What am I supposed to do now? My tears are stinging my eyes like little needles forcing their way out of me. No really, what am I supposed to do now? I notice myself gripping your coffin and wonder if that’s appropriate. I shove my hands into fists at my side. When I told my dad that you died, he sounded so sorry. He said, “I’m so sorry, sweetie.” That’s what people say when people die, I’m learning. A line of bodies is forming to my right. I swallow a burning lump of something down my throat. Feelings I’ve never felt before maybe. Our time is coming to a close. Each person in this room loves you and wants to see your dead body. I guess this is normal at funerals. I guess this is it then. This is the last time I’ll see your face, and I wish it wasn’t this one. You still have the best smile. I want to kiss you but I have no clue what the etiquette is for kissing corpses. I haven’t seen anyone else do it. All I want to do is scream but I keep swallowing the burning lump. I wipe my eyes and tell you I’m sorry, because I still am. 

I sit somewhere next to someone, it doesn’t really matter. I’m in a daze. It’s so strange to notice you were here and gone all in the same year. It’s 2009 and you’re dead. A lot can change in a year–a day–a second. There will now be a divide, a before and after, a when you were alive and since you’ve been dead. Nothing will change this fact, I’m learning. Not your mother who is now petting your head as she speaks to you, and not your father sitting a few seats ahead of me moaning–a sound unlike anything I’ve heard from a human before. 
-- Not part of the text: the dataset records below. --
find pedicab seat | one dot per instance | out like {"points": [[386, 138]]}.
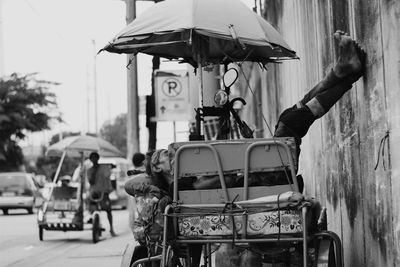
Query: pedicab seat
{"points": [[271, 206], [265, 156]]}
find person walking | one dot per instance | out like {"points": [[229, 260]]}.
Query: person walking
{"points": [[100, 184]]}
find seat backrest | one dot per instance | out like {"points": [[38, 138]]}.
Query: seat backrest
{"points": [[198, 161], [226, 157]]}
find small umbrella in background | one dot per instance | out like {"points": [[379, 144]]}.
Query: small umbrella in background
{"points": [[74, 146], [79, 146]]}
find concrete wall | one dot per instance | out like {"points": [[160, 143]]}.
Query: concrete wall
{"points": [[341, 150]]}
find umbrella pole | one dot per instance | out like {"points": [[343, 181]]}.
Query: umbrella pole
{"points": [[200, 70], [55, 179], [82, 185]]}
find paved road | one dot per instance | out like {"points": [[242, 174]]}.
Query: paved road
{"points": [[20, 245]]}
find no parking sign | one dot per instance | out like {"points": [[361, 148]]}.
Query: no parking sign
{"points": [[172, 96]]}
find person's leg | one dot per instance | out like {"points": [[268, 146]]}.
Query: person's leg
{"points": [[350, 62], [296, 120], [107, 208], [348, 69]]}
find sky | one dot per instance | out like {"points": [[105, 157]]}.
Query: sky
{"points": [[59, 39]]}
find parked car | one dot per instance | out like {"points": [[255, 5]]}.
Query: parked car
{"points": [[17, 191]]}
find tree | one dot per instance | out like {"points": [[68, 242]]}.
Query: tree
{"points": [[115, 132], [26, 105]]}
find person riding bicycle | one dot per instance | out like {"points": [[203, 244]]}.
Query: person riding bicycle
{"points": [[100, 185]]}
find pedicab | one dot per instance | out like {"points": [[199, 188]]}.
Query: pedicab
{"points": [[65, 205], [258, 206]]}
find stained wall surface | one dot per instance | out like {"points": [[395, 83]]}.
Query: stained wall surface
{"points": [[361, 132]]}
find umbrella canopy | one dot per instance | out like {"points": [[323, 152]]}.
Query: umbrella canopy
{"points": [[202, 32], [75, 145]]}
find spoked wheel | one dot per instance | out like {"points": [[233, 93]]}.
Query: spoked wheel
{"points": [[41, 230], [96, 229], [326, 256]]}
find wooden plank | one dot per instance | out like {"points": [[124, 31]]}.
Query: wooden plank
{"points": [[373, 124], [390, 16]]}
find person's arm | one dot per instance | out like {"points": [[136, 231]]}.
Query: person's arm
{"points": [[90, 176]]}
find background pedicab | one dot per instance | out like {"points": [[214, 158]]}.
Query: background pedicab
{"points": [[203, 32], [63, 211]]}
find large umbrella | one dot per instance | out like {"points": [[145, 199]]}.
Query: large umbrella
{"points": [[201, 32], [74, 146], [78, 146]]}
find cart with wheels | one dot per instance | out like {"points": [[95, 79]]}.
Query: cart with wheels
{"points": [[257, 210], [63, 211]]}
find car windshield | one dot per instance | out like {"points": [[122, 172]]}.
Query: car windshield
{"points": [[10, 182]]}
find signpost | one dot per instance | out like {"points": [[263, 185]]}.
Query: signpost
{"points": [[172, 96]]}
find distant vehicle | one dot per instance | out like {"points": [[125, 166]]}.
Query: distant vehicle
{"points": [[17, 191]]}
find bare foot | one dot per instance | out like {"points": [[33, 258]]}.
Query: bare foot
{"points": [[351, 56]]}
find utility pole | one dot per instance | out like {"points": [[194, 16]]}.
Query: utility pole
{"points": [[96, 110], [133, 144], [1, 40]]}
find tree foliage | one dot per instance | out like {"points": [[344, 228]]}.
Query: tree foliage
{"points": [[115, 132], [26, 105]]}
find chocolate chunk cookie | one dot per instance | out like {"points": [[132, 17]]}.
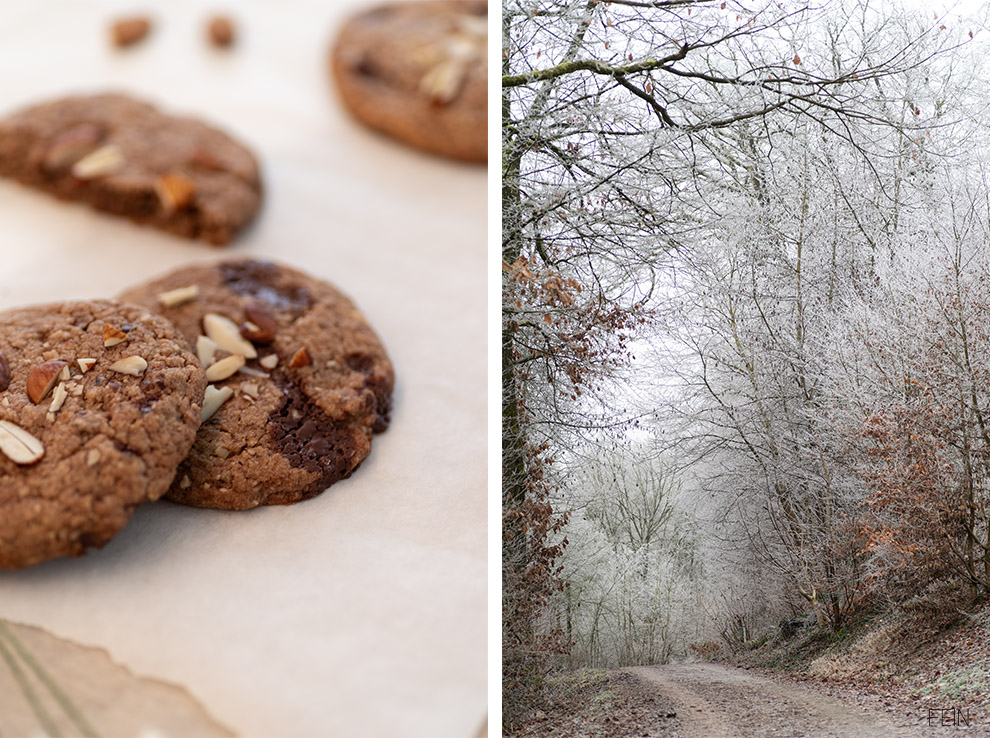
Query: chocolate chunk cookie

Many major things will happen this year. We will announce our first African American president. Bitcoin will be created. And later a global pandemic will sweep the nation, which I will know nothing about and have no recollection of. You will miss all of these things. These things that feel both big and small, somehow, knowing you won’t ever know them. But for now, I am here in a room with your lifeless body wondering how I am here in a room with your lifeless body. This doesn’t just feel permanent, it is. You’re gone from this Earth and I have to live with it. My own life feels very close to me and like it could slip away in the blink of an eye. I am 20 years old at my best friend’s funeral, and suddenly I wonder if this is the purpose of death–to remember I am alive.


Samantha Morgan is a thinker, a writer, and an aspiring mortal. She is currently studying philosophy at LaGuardia Community College with the hopes of furthermore exploring her passion of writing and self-expression so she may continue on the winding path of opening her heart and mind to the world.